If you take any recommendation or action from what is in this article, this should be the one you do. Wherever possible, two-factor authentication should be enabled on all your accounts – not just social media.

Two-factor authentication (also known as 2FA) is a type, or subset, of multi-factor authentication. It is a method of confirming users’ claimed identities by using a combination of two different factors: 1) something they know, 2) something they have, or 3) something they are.

Wikipedia

Most commonly, two-factor authentication is set up through SMS verification. When you enter your password to log in to an account, before you are logged in, you will be sent a text message with a code, usually numbers (PIN) which you will enter into the app/website to confirm your identity. In other cases, this can be an email you get sent, but you can choose what methods you use to authenticate yourself per platform.

Google Verification Code through SMS
Google Verification Code (HowToGeek)

Although SMS is not the safest measure for 2FA, having any secondary step to log in to an account ensures that your account will be that bit harder to break in to. You should always have at least 2 different methods of 2FA for your email as this is “the home” to all your accounts and if someone gets access to your inbox, they technically have access to all your accounts just by resetting your password.

Using a password manager

You’ve probably heard that you shouldn’t have the same password for everything and up till now you probably have used the same password or a slight variation of it and haven’t had an issue – but if you’re a business and your password is your businesses name backwards with a symbol on the end, it won’t take a rocket scientist to figure it out. Especially if they’re using spiders (programs that test multiple passwords at once to brute-force/break in).

Password managers can store your passwords safely, using the strongest available levels of encryption and provide convenient access methods, through apps, websites and desktop program.

Using a password manager can allow you to have random passwords (like qX2,cFvq5’Zm”[Lc) without you having to memorise, or even type it in! Most password managers come with password generation and autofill features so you can just press a few buttons and everything is done for you.

Which password manager you use is entirely down to personal preference, just like what cloud storage provider to use, Apple or Android, or who you get to build my website (it should definitely be me by the way!).

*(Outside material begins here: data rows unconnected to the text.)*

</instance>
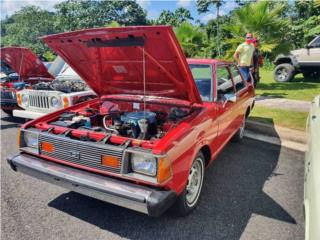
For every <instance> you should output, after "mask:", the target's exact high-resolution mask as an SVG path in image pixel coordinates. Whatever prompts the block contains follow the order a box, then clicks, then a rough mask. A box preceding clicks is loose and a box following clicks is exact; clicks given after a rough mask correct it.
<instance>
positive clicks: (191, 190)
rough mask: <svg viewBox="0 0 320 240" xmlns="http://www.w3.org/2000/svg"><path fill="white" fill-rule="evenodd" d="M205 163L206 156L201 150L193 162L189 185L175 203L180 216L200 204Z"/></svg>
mask: <svg viewBox="0 0 320 240" xmlns="http://www.w3.org/2000/svg"><path fill="white" fill-rule="evenodd" d="M204 163H205V160H204V156H203V154H202V152H199V153H198V154H197V156H196V158H195V159H194V161H193V163H192V166H191V169H190V172H189V176H188V182H187V186H186V188H185V189H184V191H183V193H182V194H181V195H180V196H179V197H178V199H177V201H176V203H175V205H174V210H175V211H176V212H177V213H178V215H180V216H186V215H188V214H189V213H190V212H191V211H192V210H193V209H195V208H196V206H197V204H198V200H199V197H200V193H201V189H202V183H203V177H204Z"/></svg>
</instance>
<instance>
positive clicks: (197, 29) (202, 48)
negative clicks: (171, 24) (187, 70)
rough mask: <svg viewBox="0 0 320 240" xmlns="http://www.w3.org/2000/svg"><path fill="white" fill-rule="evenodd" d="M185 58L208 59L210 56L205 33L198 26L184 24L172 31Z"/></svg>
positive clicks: (209, 48)
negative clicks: (177, 38) (178, 42)
mask: <svg viewBox="0 0 320 240" xmlns="http://www.w3.org/2000/svg"><path fill="white" fill-rule="evenodd" d="M174 31H175V34H176V36H177V38H178V40H179V42H180V45H181V47H182V49H183V51H184V54H185V55H186V57H208V55H211V53H210V46H209V42H208V38H207V35H206V32H205V31H204V30H203V28H200V27H199V26H192V24H191V23H188V22H185V23H182V24H181V25H180V26H178V27H176V28H175V29H174Z"/></svg>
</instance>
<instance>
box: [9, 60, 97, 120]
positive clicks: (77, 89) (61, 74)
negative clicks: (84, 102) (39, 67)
mask: <svg viewBox="0 0 320 240" xmlns="http://www.w3.org/2000/svg"><path fill="white" fill-rule="evenodd" d="M59 61H63V60H62V59H61V58H58V59H56V60H55V62H53V63H52V65H51V66H50V69H51V68H53V67H54V66H59V73H58V74H56V78H55V79H54V80H53V81H51V82H40V83H38V84H35V85H33V86H32V88H31V89H30V88H29V89H23V90H21V91H18V92H17V100H18V101H17V102H18V105H19V107H21V108H22V110H21V109H19V110H14V111H13V116H15V117H21V118H25V119H35V118H38V117H41V116H43V115H46V114H47V113H50V112H54V111H57V110H59V109H61V108H65V107H68V106H71V105H74V104H76V103H80V102H82V101H85V100H88V99H90V98H94V97H95V96H96V95H95V93H94V92H93V91H92V90H91V89H90V88H89V87H88V86H87V85H86V83H85V82H83V81H82V80H81V78H80V77H79V75H78V74H77V73H76V72H74V71H73V69H72V68H71V67H70V66H68V65H67V64H66V63H63V66H62V67H61V62H60V63H59ZM50 69H49V70H50Z"/></svg>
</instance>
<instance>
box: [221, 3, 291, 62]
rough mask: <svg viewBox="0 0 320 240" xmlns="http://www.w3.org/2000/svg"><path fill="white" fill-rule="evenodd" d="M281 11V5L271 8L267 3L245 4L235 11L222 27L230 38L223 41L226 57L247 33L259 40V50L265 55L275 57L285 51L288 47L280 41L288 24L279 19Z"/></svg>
mask: <svg viewBox="0 0 320 240" xmlns="http://www.w3.org/2000/svg"><path fill="white" fill-rule="evenodd" d="M282 11H283V5H282V4H276V5H275V6H274V7H272V8H271V7H270V5H269V2H268V1H259V2H256V3H251V4H246V5H244V6H243V7H242V8H238V9H236V10H235V11H234V12H233V13H232V21H231V22H230V23H229V24H226V25H224V26H223V28H224V29H225V30H226V31H228V32H229V33H230V36H231V37H230V38H227V39H225V41H224V42H225V44H227V47H228V50H227V53H226V57H227V58H231V56H232V55H233V53H234V51H235V49H236V47H237V46H238V45H239V44H240V43H241V42H243V41H244V35H245V34H246V33H247V32H250V33H252V34H253V35H254V37H257V38H258V39H259V43H260V50H261V52H263V53H265V54H266V53H267V54H270V53H272V54H273V55H275V54H277V53H278V52H279V51H282V52H284V51H287V50H288V49H289V48H290V46H289V44H287V43H286V42H284V41H283V40H282V39H284V36H283V33H284V31H283V30H284V28H285V27H286V26H287V24H288V22H287V21H286V20H283V19H282V18H281V17H280V15H281V13H282Z"/></svg>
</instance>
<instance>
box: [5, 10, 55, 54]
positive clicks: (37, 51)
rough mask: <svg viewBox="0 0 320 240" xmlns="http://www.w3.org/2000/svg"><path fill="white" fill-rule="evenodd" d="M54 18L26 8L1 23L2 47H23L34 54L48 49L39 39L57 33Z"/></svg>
mask: <svg viewBox="0 0 320 240" xmlns="http://www.w3.org/2000/svg"><path fill="white" fill-rule="evenodd" d="M55 19H56V16H55V15H54V14H53V13H50V12H48V11H45V10H42V9H40V8H39V7H36V6H28V7H24V8H22V9H21V10H20V11H18V12H16V13H14V14H13V15H12V16H11V17H9V18H6V19H4V20H3V21H1V26H2V29H1V38H2V43H1V44H2V45H4V46H24V47H28V48H31V49H33V50H34V51H35V52H36V53H39V54H40V53H42V54H43V53H45V52H46V51H48V50H49V49H48V48H47V47H46V46H45V45H44V44H43V43H42V41H41V40H40V39H39V37H40V36H44V35H47V34H52V33H56V32H57V28H56V26H55Z"/></svg>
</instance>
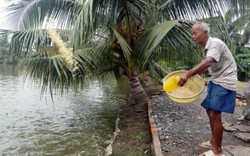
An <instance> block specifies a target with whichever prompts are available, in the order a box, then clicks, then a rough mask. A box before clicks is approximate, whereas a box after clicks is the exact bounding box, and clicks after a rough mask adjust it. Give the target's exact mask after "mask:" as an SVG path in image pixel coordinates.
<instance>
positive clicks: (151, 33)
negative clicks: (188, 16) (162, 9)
mask: <svg viewBox="0 0 250 156" xmlns="http://www.w3.org/2000/svg"><path fill="white" fill-rule="evenodd" d="M184 23H185V22H182V24H180V23H179V21H178V20H173V21H166V22H163V23H161V24H158V25H156V26H154V27H152V28H150V29H148V30H146V31H145V32H144V33H143V35H142V36H141V37H140V38H139V39H138V41H137V42H136V43H137V49H136V53H138V54H139V58H140V59H141V60H140V62H141V63H142V64H143V66H145V65H148V64H149V62H150V63H151V61H152V60H157V59H159V58H160V57H164V56H167V55H169V54H173V53H182V52H183V51H181V48H182V49H184V48H187V47H188V45H191V36H190V33H189V32H188V31H187V30H188V29H190V25H189V26H188V25H186V26H187V28H185V27H186V26H185V24H184ZM186 23H188V22H186ZM189 47H190V46H189ZM188 49H189V48H188Z"/></svg>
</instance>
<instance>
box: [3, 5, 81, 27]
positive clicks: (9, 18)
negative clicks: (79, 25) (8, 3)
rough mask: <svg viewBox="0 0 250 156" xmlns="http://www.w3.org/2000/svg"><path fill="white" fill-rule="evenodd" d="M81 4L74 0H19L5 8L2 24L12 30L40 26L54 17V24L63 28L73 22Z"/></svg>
mask: <svg viewBox="0 0 250 156" xmlns="http://www.w3.org/2000/svg"><path fill="white" fill-rule="evenodd" d="M81 5H82V4H81V2H79V1H76V0H19V1H15V2H13V3H12V4H11V3H10V5H9V6H8V7H7V8H5V12H6V15H5V17H4V19H2V21H4V22H3V23H2V24H3V25H5V26H6V27H8V28H9V29H13V30H20V29H25V28H41V27H42V26H43V23H44V22H45V21H46V20H48V19H54V21H55V22H56V23H55V25H57V26H58V27H59V28H65V27H66V26H71V25H72V23H74V21H75V18H76V17H77V15H78V13H79V11H80V9H81ZM69 10H71V11H69ZM59 21H65V22H59ZM66 23H67V24H68V25H66ZM38 24H39V27H38ZM70 24H71V25H70Z"/></svg>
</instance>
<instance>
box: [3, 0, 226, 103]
mask: <svg viewBox="0 0 250 156" xmlns="http://www.w3.org/2000/svg"><path fill="white" fill-rule="evenodd" d="M215 3H216V5H215ZM217 4H218V5H217ZM227 4H228V3H226V1H225V3H218V2H217V1H216V0H206V1H205V0H204V1H203V0H202V1H201V0H165V1H164V0H136V1H135V0H83V1H79V0H18V1H15V2H14V3H12V4H10V5H9V6H8V7H7V8H6V9H5V10H6V11H7V15H6V18H5V21H8V22H7V23H6V25H8V23H14V24H13V25H9V27H10V26H12V27H10V29H11V31H12V38H11V49H10V50H11V51H12V53H13V55H15V56H16V57H21V56H23V57H25V58H27V59H26V63H27V64H28V68H27V75H28V76H30V77H32V78H40V80H41V83H42V88H43V90H44V91H46V90H47V88H49V90H50V91H51V92H52V91H53V90H58V91H60V92H62V91H63V88H65V87H66V88H67V87H69V86H72V85H73V86H75V87H78V86H79V85H80V86H81V85H82V83H84V78H85V77H86V76H101V75H103V74H106V73H110V72H113V73H114V74H115V75H116V76H117V77H119V76H125V77H127V78H128V79H129V80H130V87H131V96H130V97H131V99H133V101H135V103H137V101H139V100H141V98H144V97H146V93H145V91H144V89H143V87H142V85H141V82H140V77H139V76H140V74H141V73H143V72H145V71H147V72H149V73H150V74H151V76H152V77H154V78H156V79H158V80H160V79H161V78H162V77H161V76H162V75H164V71H163V70H161V69H162V68H160V66H159V64H158V63H159V62H160V61H168V60H172V61H173V60H174V59H176V58H179V59H180V60H181V59H183V58H188V57H190V56H192V57H198V55H199V54H198V53H197V52H196V51H195V49H194V48H193V47H194V45H193V43H192V41H191V36H190V27H191V25H192V23H193V22H194V21H193V19H195V18H203V17H206V16H208V15H213V14H216V13H217V11H222V10H225V9H226V8H227ZM218 6H220V7H219V8H218ZM184 18H185V19H186V18H189V19H192V20H185V19H184ZM6 19H10V20H6ZM47 22H50V23H52V26H53V29H54V30H55V31H56V32H57V33H58V37H59V38H60V39H61V40H62V41H63V43H64V44H65V46H66V47H67V48H68V49H71V50H72V52H73V55H74V59H75V60H76V61H77V64H78V69H77V71H75V72H74V73H72V71H71V70H68V69H67V66H66V64H65V61H63V59H62V57H61V56H60V52H59V49H58V47H56V46H55V45H56V44H55V41H53V40H52V38H51V37H50V36H49V34H48V33H47V31H46V28H45V24H46V23H47ZM52 50H54V51H53V52H52ZM44 54H46V55H44ZM39 71H40V72H39ZM159 71H160V72H161V74H160V73H159ZM156 73H159V74H156ZM165 74H166V73H165Z"/></svg>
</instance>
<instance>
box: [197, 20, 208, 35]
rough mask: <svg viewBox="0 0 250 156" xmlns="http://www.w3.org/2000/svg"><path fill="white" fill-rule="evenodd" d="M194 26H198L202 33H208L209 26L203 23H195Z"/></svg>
mask: <svg viewBox="0 0 250 156" xmlns="http://www.w3.org/2000/svg"><path fill="white" fill-rule="evenodd" d="M194 26H198V27H199V28H200V29H201V30H202V31H207V32H208V33H210V28H209V24H207V23H205V22H197V23H195V24H194Z"/></svg>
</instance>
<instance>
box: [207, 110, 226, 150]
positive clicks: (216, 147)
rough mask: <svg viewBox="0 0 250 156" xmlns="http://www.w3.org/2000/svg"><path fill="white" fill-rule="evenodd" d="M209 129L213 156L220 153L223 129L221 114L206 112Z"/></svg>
mask: <svg viewBox="0 0 250 156" xmlns="http://www.w3.org/2000/svg"><path fill="white" fill-rule="evenodd" d="M207 114H208V117H209V121H210V127H211V131H212V139H211V144H212V145H213V151H214V153H215V154H220V153H222V149H221V144H222V136H223V127H222V120H221V112H218V111H215V110H209V111H207Z"/></svg>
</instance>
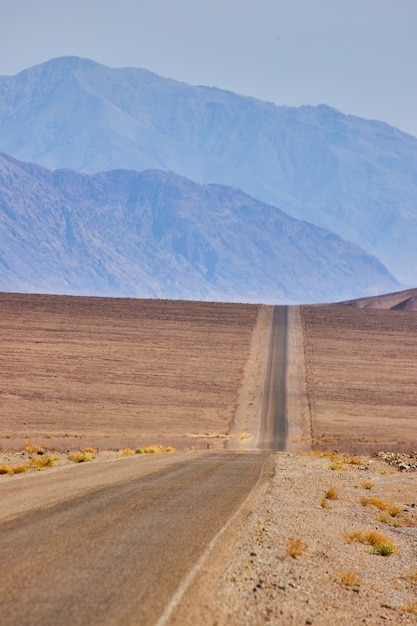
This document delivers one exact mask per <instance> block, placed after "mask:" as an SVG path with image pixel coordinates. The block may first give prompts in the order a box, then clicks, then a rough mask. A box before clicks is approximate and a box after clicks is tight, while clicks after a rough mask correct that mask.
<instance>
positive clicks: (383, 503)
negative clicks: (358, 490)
mask: <svg viewBox="0 0 417 626" xmlns="http://www.w3.org/2000/svg"><path fill="white" fill-rule="evenodd" d="M360 502H361V504H362V506H374V507H376V508H377V509H379V510H380V511H383V512H386V513H388V514H389V515H390V516H391V517H399V516H400V515H401V514H402V512H403V510H402V508H401V507H400V506H398V504H394V502H391V501H390V500H383V499H382V498H376V497H372V498H367V497H363V498H361V500H360Z"/></svg>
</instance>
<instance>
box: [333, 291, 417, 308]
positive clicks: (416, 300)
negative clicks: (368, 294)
mask: <svg viewBox="0 0 417 626" xmlns="http://www.w3.org/2000/svg"><path fill="white" fill-rule="evenodd" d="M337 306H347V307H352V308H355V309H384V310H387V309H391V310H392V311H417V289H406V290H404V291H396V292H395V293H387V294H384V295H380V296H371V297H368V298H359V299H357V300H348V301H347V302H338V303H337Z"/></svg>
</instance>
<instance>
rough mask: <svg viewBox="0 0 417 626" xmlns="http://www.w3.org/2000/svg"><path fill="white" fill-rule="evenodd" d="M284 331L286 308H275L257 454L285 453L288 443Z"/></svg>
mask: <svg viewBox="0 0 417 626" xmlns="http://www.w3.org/2000/svg"><path fill="white" fill-rule="evenodd" d="M287 328H288V307H286V306H275V307H274V310H273V312H272V329H271V341H270V346H269V353H268V363H267V369H266V378H265V384H264V397H263V406H262V412H261V426H260V431H259V439H258V444H257V447H258V449H259V450H272V451H273V452H279V451H283V450H285V444H286V439H287V428H288V426H287V392H286V365H287Z"/></svg>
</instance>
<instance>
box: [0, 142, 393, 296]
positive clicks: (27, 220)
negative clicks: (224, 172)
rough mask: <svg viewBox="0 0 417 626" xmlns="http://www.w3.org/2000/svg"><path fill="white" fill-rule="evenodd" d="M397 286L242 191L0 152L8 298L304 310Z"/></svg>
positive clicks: (325, 235)
mask: <svg viewBox="0 0 417 626" xmlns="http://www.w3.org/2000/svg"><path fill="white" fill-rule="evenodd" d="M396 288H398V283H397V282H396V281H395V279H394V278H393V277H392V276H391V275H390V274H389V273H388V271H387V270H386V269H385V268H384V267H383V266H382V265H381V263H379V261H377V260H376V259H375V258H374V257H372V256H370V255H369V254H367V253H366V252H364V251H363V250H361V249H360V248H359V247H357V246H355V245H353V244H351V243H349V242H346V241H344V240H343V239H341V238H340V237H338V236H337V235H334V234H332V233H330V232H328V231H326V230H323V229H321V228H318V227H316V226H312V225H311V224H308V223H306V222H303V221H299V220H296V219H293V218H291V217H289V216H287V215H286V214H285V213H283V212H282V211H280V210H279V209H277V208H275V207H272V206H270V205H267V204H265V203H262V202H260V201H258V200H255V199H254V198H252V197H250V196H248V195H246V194H244V193H243V192H241V191H239V190H237V189H233V188H230V187H226V186H222V185H199V184H196V183H194V182H192V181H190V180H188V179H185V178H183V177H180V176H178V175H176V174H173V173H167V172H162V171H157V170H149V171H145V172H142V173H137V172H134V171H127V170H116V171H110V172H102V173H98V174H94V175H91V174H90V175H87V174H82V173H77V172H75V171H72V170H68V169H67V170H57V171H50V170H48V169H46V168H44V167H41V166H38V165H34V164H29V163H22V162H19V161H16V160H15V159H13V158H11V157H8V156H6V155H5V154H0V290H3V291H27V292H42V293H67V294H91V295H94V294H96V295H113V296H134V297H164V298H184V299H201V300H231V301H236V300H237V301H247V302H250V301H258V302H259V301H260V302H284V301H286V302H288V301H293V302H294V301H301V302H307V301H316V300H321V301H325V300H328V301H329V300H337V299H339V300H341V299H344V298H350V297H358V296H361V295H373V294H376V293H381V292H383V291H393V290H394V289H396Z"/></svg>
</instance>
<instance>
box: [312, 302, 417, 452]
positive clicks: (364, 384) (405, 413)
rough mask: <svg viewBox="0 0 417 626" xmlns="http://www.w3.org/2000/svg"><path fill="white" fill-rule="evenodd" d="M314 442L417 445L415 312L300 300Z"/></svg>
mask: <svg viewBox="0 0 417 626" xmlns="http://www.w3.org/2000/svg"><path fill="white" fill-rule="evenodd" d="M301 315H302V321H303V327H304V346H305V360H306V373H307V391H308V401H309V408H310V413H311V423H312V437H313V445H314V446H315V447H319V448H321V449H339V450H344V451H350V452H359V453H364V452H368V453H369V452H372V451H378V450H394V451H395V450H397V451H404V452H408V451H412V450H417V408H416V407H417V368H416V363H417V315H416V313H415V312H414V311H391V310H387V311H382V310H371V309H352V308H346V307H345V308H343V307H341V308H338V307H332V306H323V307H301Z"/></svg>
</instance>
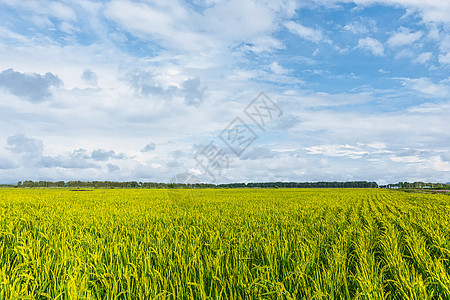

There’s hundreds of articles out there, like this one from Wired, going over the features and pricing of different password managers and you should give each one a try before deciding on who will hold the keys to your brand.

I personally recommend both Dashlane and 1Password as they are both great value-for-money, extremely secure and have beautifully designed websites and apps, along with having a plethora of features! Dashlane comes with a built in VPN for safe browsing, and 1Password comes with support for adding a whole range of items to your “vault” such as security numbers, passwords, server information and so much more!

As technology evolves, there will be more and more possibilities of getting hacked so it’s important to keep up with the ways that security can be achieved. Just through what I’ve mentioned in this article, you can worry less about your brand being taken from you overnight.

And please don’t make your password Ilovefootball123… it’s not a good idea.

No companies or products mentioned in this article were endorsed but I have personally used all of them and can comfortably promote them. Thank you for reading.